Among them are the University of California, Santa Barbara, which serves a community expected to be hit hard by rain, wind and floodwaters. Chancellor Henry T. Yang said in a notice to the campus community that instructors have been told to conduct virtual classes if possible.
Cal State Northridge in Los Angeles’ San Fernando Valley is keeping its campus open, but all classes have been canceled and all events are to be rescheduled, its police chief, Alfredo B. Fernandez, said in a notice to the campus community. Instruction may still be held virtually, on a class-by-class basis, he said.
Cal State Fullerton in Orange County, south of L.A., said in a statement that classes would be conducted remotely, and staff members were encouraged to work from home if possible.
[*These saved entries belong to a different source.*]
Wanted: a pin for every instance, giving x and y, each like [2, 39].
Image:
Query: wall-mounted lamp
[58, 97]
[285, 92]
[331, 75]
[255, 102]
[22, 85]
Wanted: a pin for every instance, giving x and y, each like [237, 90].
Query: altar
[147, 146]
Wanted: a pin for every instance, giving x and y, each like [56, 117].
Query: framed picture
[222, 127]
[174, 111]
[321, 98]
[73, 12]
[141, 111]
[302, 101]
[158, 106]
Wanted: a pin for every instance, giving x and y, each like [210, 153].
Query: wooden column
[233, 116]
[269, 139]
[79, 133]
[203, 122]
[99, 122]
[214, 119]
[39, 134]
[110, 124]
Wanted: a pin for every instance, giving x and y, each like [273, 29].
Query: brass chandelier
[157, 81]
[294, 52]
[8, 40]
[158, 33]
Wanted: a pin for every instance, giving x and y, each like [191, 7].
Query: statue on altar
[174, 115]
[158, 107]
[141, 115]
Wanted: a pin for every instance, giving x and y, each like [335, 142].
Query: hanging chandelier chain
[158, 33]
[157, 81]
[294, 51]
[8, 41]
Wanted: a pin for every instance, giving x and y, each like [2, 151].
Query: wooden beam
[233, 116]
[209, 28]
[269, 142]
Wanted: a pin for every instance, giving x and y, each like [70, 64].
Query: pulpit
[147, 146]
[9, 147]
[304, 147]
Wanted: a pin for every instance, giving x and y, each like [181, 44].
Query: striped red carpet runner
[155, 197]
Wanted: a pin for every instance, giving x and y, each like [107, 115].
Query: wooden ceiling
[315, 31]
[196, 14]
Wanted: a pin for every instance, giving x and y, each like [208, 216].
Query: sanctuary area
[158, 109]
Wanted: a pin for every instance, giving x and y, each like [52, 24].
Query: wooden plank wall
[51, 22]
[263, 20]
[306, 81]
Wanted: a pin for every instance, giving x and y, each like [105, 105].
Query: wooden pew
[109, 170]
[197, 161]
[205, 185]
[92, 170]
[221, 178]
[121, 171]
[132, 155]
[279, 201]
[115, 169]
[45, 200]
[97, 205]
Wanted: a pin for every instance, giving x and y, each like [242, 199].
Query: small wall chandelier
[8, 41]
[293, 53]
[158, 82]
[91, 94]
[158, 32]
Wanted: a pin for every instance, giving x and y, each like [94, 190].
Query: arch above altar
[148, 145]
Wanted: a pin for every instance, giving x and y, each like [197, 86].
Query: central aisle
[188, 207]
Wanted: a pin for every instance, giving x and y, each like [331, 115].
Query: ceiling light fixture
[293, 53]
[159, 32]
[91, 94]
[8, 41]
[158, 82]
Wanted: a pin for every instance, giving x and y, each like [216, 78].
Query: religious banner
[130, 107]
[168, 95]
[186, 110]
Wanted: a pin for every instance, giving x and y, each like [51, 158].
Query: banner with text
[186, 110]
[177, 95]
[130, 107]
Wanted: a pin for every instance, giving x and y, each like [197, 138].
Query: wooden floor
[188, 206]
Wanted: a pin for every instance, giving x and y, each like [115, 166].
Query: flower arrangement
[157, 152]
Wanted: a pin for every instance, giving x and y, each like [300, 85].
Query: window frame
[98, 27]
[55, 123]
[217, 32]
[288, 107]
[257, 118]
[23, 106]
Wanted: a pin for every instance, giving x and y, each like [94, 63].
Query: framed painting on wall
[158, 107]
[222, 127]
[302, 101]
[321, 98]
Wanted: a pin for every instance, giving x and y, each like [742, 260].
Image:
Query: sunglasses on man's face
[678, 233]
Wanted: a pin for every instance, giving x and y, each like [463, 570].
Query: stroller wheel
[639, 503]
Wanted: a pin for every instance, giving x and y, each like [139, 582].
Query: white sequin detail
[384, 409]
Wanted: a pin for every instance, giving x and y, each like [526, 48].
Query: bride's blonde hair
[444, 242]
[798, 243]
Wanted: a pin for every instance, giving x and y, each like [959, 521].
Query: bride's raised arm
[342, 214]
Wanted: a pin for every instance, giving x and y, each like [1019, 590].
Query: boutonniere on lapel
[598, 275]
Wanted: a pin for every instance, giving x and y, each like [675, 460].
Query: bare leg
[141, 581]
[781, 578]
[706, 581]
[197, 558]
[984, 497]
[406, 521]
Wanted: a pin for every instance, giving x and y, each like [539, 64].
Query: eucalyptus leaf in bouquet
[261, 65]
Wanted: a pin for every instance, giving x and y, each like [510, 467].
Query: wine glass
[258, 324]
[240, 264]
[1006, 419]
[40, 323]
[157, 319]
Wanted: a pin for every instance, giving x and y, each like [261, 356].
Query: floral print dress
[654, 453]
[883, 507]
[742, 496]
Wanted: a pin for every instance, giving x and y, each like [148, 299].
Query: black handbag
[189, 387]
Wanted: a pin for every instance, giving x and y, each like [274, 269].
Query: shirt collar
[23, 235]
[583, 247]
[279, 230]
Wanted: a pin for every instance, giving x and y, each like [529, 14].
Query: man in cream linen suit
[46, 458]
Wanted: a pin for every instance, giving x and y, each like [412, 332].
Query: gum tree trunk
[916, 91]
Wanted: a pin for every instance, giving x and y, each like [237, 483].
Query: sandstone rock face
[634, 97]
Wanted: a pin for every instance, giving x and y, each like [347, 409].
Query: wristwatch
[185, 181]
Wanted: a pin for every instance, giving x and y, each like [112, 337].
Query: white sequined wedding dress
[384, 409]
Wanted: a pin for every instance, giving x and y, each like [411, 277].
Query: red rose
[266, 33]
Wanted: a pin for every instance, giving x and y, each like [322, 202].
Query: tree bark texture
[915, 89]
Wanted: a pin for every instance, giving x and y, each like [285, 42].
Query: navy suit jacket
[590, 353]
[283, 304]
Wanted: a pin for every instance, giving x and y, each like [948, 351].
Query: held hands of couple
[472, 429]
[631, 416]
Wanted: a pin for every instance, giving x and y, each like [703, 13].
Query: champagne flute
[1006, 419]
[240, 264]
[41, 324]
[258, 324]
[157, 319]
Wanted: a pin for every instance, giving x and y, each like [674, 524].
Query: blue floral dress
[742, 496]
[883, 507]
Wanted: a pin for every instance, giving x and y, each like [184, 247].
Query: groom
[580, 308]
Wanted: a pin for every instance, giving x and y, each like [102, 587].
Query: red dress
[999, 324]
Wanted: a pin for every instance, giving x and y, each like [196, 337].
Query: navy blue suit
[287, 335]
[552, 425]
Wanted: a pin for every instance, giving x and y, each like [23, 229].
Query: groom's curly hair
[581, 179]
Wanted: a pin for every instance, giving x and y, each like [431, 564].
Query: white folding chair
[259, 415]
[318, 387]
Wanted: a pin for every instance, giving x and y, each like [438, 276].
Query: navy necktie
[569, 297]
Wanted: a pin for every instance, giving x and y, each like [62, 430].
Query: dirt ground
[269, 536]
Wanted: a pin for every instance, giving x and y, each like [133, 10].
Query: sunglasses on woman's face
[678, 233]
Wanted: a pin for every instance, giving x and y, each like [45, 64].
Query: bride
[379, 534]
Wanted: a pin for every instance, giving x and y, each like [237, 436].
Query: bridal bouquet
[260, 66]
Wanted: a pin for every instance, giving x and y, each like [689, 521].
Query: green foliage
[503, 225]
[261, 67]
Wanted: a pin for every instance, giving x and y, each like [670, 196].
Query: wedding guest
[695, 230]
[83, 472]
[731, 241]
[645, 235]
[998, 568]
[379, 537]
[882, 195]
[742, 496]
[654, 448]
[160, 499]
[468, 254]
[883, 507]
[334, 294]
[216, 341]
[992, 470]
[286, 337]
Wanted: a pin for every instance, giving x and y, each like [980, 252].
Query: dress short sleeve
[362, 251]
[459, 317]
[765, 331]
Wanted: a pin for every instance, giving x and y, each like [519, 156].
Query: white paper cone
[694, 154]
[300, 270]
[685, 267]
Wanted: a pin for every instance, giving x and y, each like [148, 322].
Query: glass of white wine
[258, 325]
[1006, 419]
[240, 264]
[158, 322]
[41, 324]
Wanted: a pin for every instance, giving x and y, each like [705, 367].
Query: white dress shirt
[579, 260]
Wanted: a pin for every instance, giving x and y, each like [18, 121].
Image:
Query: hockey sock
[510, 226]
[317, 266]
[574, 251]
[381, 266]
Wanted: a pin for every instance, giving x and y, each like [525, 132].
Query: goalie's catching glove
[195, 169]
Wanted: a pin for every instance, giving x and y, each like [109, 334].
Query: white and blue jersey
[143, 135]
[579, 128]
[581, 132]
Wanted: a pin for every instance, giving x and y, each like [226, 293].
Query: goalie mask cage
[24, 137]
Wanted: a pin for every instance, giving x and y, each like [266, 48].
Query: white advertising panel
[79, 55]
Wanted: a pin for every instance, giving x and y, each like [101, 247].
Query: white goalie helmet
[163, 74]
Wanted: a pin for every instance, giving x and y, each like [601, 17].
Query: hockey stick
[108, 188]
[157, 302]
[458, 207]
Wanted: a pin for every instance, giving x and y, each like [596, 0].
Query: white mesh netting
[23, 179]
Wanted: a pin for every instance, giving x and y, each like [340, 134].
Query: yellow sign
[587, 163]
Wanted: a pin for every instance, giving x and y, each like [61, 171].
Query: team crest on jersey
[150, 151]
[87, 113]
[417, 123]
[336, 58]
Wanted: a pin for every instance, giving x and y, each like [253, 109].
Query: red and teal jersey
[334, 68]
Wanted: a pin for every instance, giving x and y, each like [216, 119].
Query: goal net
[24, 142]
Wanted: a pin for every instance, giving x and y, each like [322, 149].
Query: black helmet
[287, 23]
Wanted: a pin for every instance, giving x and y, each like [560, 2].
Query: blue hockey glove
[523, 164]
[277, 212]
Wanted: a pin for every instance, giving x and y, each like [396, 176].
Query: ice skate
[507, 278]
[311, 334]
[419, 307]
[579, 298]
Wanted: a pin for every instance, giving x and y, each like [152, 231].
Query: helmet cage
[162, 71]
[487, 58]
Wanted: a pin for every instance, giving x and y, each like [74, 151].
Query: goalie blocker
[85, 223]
Cal Poly San Luis Obispo, California State University Channel Islands and Cal State Long Beach all said they planned to be open but encouraged flexibility among instructors who may have students who can’t make it to campus. Virtual learning was a class-by-class possibility for the Channel Islands and Long Beach institutions, spokespeople for the campuses said.
Trees downed in El Granada
Several people, dogs, rescued from rising Guadalupe River in San Jose
California braces as dangerous storm system set to deliver ‘life threatening flooding’ and heavy snow
SAN DIEGO — A strong Pacific storm system is expected to bring “life threatening flooding” and heavy snow to California today and early into the week, according to the National Weather Service.
On Sunday, Gov. Gavin Newsom declared a storm-related state of emergency as federal forecasters said an atmospheric river of precipitation drawn from waters north of Hawaii was producing a firehose of rain and snow for the state.